Taylor, Quarles no small measure of teams' success

LITTLE GUYS MEAN A LOT

November 20, 1992|By Pat O'Malley | Pat O'Malley,Staff Writer

It's often said that little things win ballgames, and in terms of high school football at Annapolis and North County, that's definitely true.

The county's top two football teams, both 10-1 and headed for semifinal action in the state 4A playoffs this weekend, boast a little guy who plays big both ways.

Shawn Taylor, a running back/cornerback, will lead sixth-ranked Annapolis into Gaithersburg (10-1) in Montgomery County at 1 p.m. tomorrow, and Mike Quarles, a slot back/safety, leads North County into Friendly High in Prince George's County at 7 tonight against top-seeded Crossland (11-0).

Taylor and Quarles are 5 feet 6 and 150 pounds, but their contributions have been immeasurable.

The two may play in contrasting offensive schemes -- Taylor in the Panthers' ball control and Quarles in the Knights' run-and-shoot -- but they have a common bond.

Both are outstanding athletes who possess something coaches

can't teach -- quickness -- and they know how to win.

"Probably pound for pound, Mike is the best player in the county," said North County coach Chuck Markiewicz of Quarles.

The same can be said for Taylor, of whom coach Roy Brown says "it's amazing that he hasn't gotten hurt because he never leaves the field."

Taylor has rushed for more yards in a season (1,296) than any back in Annapolis history. At cornerback he averages six tackles game.

Brown sees Taylor's size as beneficial.

"It's an advantage because he's hidden from linebackers who often don't see him until he's by them," Brown said.

"The advantage is," Taylor said, "it makes me more maneuverable. The disadvantage is that I don't have the weight to run people over."

Taylor, who also participates in gymnastics, played well his sophomore season, but ran into academic problems and transferred to Old Mill last year. He didn't play football.

"I promised my mom that I would do better in school if we moved back to Annapolis and we did," said Taylor, who may enlist in the U.S. Marine Corps after high school. "It's been a very satisfying year."

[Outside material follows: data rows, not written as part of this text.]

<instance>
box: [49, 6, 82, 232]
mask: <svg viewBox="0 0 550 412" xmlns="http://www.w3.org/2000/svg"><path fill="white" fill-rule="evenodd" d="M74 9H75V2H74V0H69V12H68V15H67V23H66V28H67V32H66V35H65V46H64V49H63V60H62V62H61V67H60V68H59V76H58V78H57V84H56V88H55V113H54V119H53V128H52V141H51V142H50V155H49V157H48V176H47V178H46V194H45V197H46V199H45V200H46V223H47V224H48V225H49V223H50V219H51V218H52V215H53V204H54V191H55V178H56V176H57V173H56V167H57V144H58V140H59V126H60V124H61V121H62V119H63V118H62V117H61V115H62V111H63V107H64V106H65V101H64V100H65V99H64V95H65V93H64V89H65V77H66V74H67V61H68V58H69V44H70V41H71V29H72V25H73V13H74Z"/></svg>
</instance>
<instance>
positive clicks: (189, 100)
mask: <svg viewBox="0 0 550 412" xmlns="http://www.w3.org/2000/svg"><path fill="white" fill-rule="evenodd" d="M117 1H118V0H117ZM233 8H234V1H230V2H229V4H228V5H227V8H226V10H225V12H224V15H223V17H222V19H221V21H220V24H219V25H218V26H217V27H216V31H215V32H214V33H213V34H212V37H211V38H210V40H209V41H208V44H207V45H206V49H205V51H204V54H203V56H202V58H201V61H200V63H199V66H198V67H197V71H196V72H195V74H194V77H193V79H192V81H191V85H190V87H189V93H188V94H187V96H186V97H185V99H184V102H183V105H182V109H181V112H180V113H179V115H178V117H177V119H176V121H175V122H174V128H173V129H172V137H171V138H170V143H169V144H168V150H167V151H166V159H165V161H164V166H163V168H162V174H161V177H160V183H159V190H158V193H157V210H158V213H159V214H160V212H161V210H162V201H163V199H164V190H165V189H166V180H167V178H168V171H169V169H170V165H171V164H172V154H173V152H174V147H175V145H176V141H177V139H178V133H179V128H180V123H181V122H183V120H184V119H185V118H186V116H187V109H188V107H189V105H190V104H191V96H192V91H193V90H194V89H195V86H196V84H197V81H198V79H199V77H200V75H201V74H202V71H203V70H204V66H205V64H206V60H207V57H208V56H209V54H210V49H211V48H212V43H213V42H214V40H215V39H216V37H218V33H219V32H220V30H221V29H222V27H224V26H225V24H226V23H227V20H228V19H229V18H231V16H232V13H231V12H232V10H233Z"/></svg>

His play has led the Panthers to the postseason for the first time since 1989.

"We're glad he came back and I'm recommending him for the Rhodes Trophy for all that he has done for us," Brown said, referring to the Annapolis Touchdown Club award for the county's top player.

Quarles, a four-year varsity starter, also could be considered for the trophy after setting a metro-area record for receptions (62 and counting) in a single season while anchoring the fourth-ranked Knights' secondary, where he has three interceptions.

In North County's 34-7 quarterfinal victory over Perry Hall on Saturday at Dundalk Community College, Quarles literally covered the secondary from sideline to sideline and his knack for being around the ball was evident.

"People look at my size and say, he can't do anything, but I prove them wrong," Quarles said.

When receiver Damon Martin went down with a season-ending knee injury, Quarles emerged as quarterback Eric Howard's prime target.

In a 60-8 rout of Meade on Oct. 23, Quarles grabbed a career-high 11 passes.

"I really like catching the ball more than anything else I do, but it doesn't matter if I get the ball or not, as long as we win," said Quarles.

"As a slot back, I get to do some free-lancing, which makes it fun and exciting in our offense."

What could be a lot of fun for Taylor and Quarles would be one more victory each to set up the first all-Anne Arundel County state football final.

"I would love that," said Quarles, whose team's only loss was by 20-19 to Annapolis the third week of the season.